December 20, 2014
Author's Note: This story was written for Interhouse Fest 2014. The prompt will follow at the end of the chapter.
It looks like I'm returning to my roots! This prompt jumped out at me during the fest, and I was inspired to give Draco/Hermione another try. I haven't written DHr since I finished Dark Skies in 2009, so we'll see how it goes. I hope whoever reads this likes it, and if you do, please leave a review! For my Draco/Ginny followers, I still have plenty of DG in me. New updates and brand new stories are still in our future. ;)
The torchlight flickered against the walls, casting agitated shadows every ten feet or so down the corridor. Outside, Hermione could hear how the wind beat against the side of the castle, howling like an angry beast intent on entering the walls even if it had to bash its way inside. The air whistled through every corridor Hermione encountered, and as she entered the second hour of her patrol, she feared the ghosts of Hogwarts were following her.
Not ghosts like Nearly Headless Nick or the Bloody Baron, disconcerting as their sudden appearances and disappearances naturally were. The ghosts that haunted Hermione were the ones that held no form and made no sound. They were the memento mori of a battle waged inside the walls of the school and the students and friends who had fallen victim to tyranny as they sacrificed their lives.
That was the question that plagued Hermione as she stalked the halls, conducting her rounds as Head Girl.
When she'd returned to Hogwarts to make up for her ruined seventh year, she'd never imagined the grief and anger that would linger from that final, fateful battle. And when she'd accepted the position of Head Girl—a position Headmistress McGonagall had thought appropriate considering Hermione's seniority and experiences during the war—she'd never imagined how out of her depth she would be. As usual, Hermione had considered her options logically and then acted in the best interests of everyone, but she always forgot about the human element when she made her decisions. That was her tragic flaw. She'd just wanted to help, but for what?
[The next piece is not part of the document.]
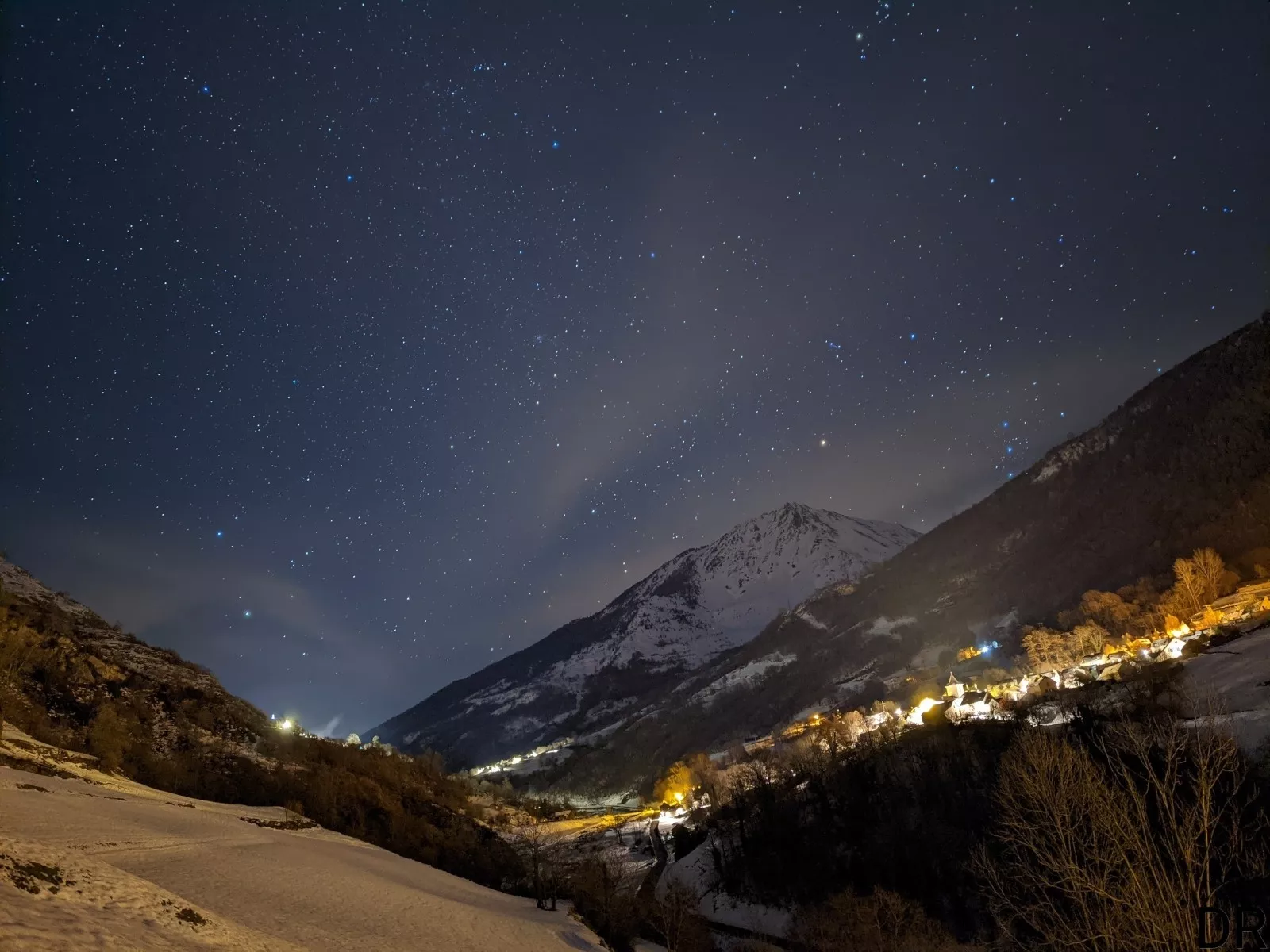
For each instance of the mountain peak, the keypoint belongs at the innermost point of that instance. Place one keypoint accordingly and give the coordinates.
(598, 670)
Hermione heard a creak like a cabinet opening and paused, tilting her head to listen over the sound of the storm. She approached a door and opened it cautiously, remembering her first patrol as Head Girl nearly two weeks prior.
The sounds of crying had echoed through the second floor corridor from the girls' toilet where Moaning Myrtle resided. But if Myrtle had been the lone crier, Hermione might not have found herself in her current hated predicament. Myrtle was nowhere to be found and Hermione had discovered a sobbing fourth year instead.
Peering inside the stall with caution, she'd called out, "Hello? Are you all right in there?" A silly question, that, and the occupant must have thought so as well because the girl was suddenly overcome with a case of overwhelming hiccups. Then, when she saw who it was disturbing her grief, the fourth year's eyes had grown wide with shock.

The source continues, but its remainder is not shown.